- Está tristonha.
(tristonha é palavra que não me assenta, mas não estava ali
mais ninguém)
- Quem? Eu?
- Não, a Lua.
Do alto da avenida cujo nome muita gente deve saber, aquela
que se estende perpendicular ao rio, alinhada com as torres são gabriel e são
rafael plantadas no parque das nações (se eu escrevesse isto tudo como deve
ser, ficava aqui uma população de maiúsculas e que feio ficava) até ao
aeroporto, vemos os dois, o taxista e eu, enquanto o semáforo descansa no
vermelho, erguer-se a Lua um pouco acima do rio Tejo, como de resto é seu costume.
Apresenta-se hoje a meio gás, um gás cor de laranja ácida muito quente disposto
numa metade com diâmetro que faz inveja com certeza à jante de liga leve com
imensas polegadas que se punha dantes no audi quê sete e agora não sei, mas é
capaz (aquilo das maiúsculas mantém-se).
- Tristonha?! Eu acho-a tão bonita, assim, enorme e daquela
cor…
- Não… parece tristonha. Mas a senhora também, já da outra
vez que a levei (o taxista lembra-se de mim) achei-a um bocado tristonha.
É que não, isso eu não. Não me assenta, comecei por dizer
ali em cima, mas o condutor que me leva a casa não vai ler isto e por
conseguinte deixei-o nas suas deambulações, eu tenho é de me deitar a treinar a
memória, que deste condutor não me recordo eu.
Hesito se termino aqui a escrita que já não é cedo e havemos de querer descansar, oito horas de sono é que é e nós aqui no Portugal é raro, mas como não
escrevo há muitos dias, vai mais um bocadinho.
O comboio em que sigo pára na estação Amsterdam Bijlmer Arena e
eu recordo-me que foi nesta feia estação que um dia vi a mais bela cena entre dois animais, um pássaro abraçar outro com uma asa, foi também o momento em que me arrependi deveras de não
aderir que nem louca às tecnologias que me permitiriam agora evidenciar a
maravilha que aquilo foi, um pousado na estrutura metálica alta por cima de mim,
enfiado sobre si mesmo, meio tremeliques, feito numa bola preta.

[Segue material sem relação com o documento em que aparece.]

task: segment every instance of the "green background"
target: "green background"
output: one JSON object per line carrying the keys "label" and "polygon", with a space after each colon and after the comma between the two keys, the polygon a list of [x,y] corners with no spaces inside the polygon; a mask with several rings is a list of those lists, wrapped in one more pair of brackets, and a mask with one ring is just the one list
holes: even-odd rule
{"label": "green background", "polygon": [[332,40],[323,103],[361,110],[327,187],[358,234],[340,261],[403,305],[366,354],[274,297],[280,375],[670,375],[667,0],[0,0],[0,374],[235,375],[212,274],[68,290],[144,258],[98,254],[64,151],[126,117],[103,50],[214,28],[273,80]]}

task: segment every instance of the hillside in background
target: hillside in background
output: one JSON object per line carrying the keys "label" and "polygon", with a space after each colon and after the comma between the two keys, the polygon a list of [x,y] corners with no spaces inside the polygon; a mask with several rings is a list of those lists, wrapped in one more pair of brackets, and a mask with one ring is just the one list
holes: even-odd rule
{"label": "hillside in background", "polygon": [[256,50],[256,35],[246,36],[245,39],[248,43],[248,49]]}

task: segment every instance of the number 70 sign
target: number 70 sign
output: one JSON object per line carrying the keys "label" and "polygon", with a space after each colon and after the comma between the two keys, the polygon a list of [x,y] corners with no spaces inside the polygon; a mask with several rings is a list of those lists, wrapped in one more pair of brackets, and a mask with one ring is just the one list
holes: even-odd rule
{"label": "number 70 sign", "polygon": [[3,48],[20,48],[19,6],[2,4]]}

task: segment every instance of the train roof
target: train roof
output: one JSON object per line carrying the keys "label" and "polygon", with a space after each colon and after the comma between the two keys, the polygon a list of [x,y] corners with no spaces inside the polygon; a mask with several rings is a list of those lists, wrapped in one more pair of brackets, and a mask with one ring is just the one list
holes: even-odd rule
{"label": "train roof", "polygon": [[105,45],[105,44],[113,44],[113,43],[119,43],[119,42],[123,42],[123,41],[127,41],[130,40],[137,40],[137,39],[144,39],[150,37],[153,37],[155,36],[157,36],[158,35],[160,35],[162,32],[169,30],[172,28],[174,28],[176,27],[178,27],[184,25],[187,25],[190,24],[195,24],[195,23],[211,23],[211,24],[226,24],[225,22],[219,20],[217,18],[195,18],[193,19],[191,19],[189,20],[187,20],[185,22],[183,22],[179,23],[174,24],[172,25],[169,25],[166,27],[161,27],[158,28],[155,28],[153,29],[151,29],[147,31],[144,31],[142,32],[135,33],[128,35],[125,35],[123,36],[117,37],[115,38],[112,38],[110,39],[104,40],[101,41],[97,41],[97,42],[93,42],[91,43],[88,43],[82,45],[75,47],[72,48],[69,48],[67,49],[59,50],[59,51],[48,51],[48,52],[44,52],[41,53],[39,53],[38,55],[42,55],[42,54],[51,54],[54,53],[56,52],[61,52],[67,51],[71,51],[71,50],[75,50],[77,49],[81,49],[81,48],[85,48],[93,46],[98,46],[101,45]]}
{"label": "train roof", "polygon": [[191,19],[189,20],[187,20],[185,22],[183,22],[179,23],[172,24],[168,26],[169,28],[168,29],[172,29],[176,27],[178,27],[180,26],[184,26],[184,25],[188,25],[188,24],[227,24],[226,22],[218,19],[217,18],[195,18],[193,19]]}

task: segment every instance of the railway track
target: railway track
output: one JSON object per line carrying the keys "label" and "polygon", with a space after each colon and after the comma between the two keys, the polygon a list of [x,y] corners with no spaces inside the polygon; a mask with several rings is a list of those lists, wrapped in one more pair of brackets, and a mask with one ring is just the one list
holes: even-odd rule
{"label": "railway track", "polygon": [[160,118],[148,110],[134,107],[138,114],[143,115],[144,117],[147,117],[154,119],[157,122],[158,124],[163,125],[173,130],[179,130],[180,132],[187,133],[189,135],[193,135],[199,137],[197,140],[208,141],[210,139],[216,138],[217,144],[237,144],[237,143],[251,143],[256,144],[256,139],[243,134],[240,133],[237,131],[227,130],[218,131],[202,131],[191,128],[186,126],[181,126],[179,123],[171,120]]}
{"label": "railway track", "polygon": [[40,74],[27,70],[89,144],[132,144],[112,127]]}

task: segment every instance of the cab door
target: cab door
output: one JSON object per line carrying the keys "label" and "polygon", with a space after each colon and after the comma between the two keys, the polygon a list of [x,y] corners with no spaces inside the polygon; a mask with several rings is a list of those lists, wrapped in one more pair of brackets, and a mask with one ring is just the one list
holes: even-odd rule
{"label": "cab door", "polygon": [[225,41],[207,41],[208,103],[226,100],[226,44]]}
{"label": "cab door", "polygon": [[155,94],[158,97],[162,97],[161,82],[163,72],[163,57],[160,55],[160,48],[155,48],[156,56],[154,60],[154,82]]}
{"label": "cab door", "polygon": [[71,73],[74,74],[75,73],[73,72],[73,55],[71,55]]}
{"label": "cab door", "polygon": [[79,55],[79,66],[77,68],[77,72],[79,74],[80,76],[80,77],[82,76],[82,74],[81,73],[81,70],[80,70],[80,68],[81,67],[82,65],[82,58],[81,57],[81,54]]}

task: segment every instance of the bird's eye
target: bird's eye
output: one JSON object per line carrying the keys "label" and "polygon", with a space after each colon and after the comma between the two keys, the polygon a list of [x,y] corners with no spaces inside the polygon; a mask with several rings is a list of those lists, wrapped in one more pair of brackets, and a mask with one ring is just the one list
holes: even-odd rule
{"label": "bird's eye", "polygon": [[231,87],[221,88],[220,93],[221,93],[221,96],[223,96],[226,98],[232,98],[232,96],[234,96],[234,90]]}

Eu esperava o
comboio e olhava para cima, o pássaro parece não estar bem, e foi quando
o outro veio, pousou ao lado, rodou a cabeça para o companheiro, como que a
inquirir-se que terá este meu irmão, que lindo pássaro era, aliás os dois, o
tremeliques e o viçoso inquiridor, há-os em grande número nas estações de comboio
neerlandesas, e eu a olhar para eles e a roer-me de raiva com o meu telemóvel
muito bom para telefonar e assim de repente acho que para mais nada, já lá vão uns
três longos anos, isso é preciso ver. E então o viçoso chega-se mais ao mano e olha-o e observa-o, tenta descortinar-lhe uma cabeça, digo eu, qualquer coisa com forma no meio da bola
de penas pretas tremeliques, e eis que levanta a asa daquele lado e cobre o irmão
com ela, isto de eles serem irmãos é que não pude confirmar. O Tremeliques, que
acaba de ganhar o direito à maiúscula, desenrolou a cabeça lá do corpo dele e
olhou para o outro, ensonado, o que foi? E então é um ajeitar de asa, um aconchegar, um
inclinar ainda mais inquiridor de cabeça, isto teria eu filmado se pudesse, mas ai que o
Tremeliques não responde, retoma a sua forma redonda e o vibrar desordenado, o pássaro não está bem.
O Viçoso, a esta hora merecedor indubitável da maiúscula que lhe serve, retirou-se pois, batendo as
asas em direcção à vida que a ele ainda certamente sorri.
Afinal pensando bem, sim, tristonha eu.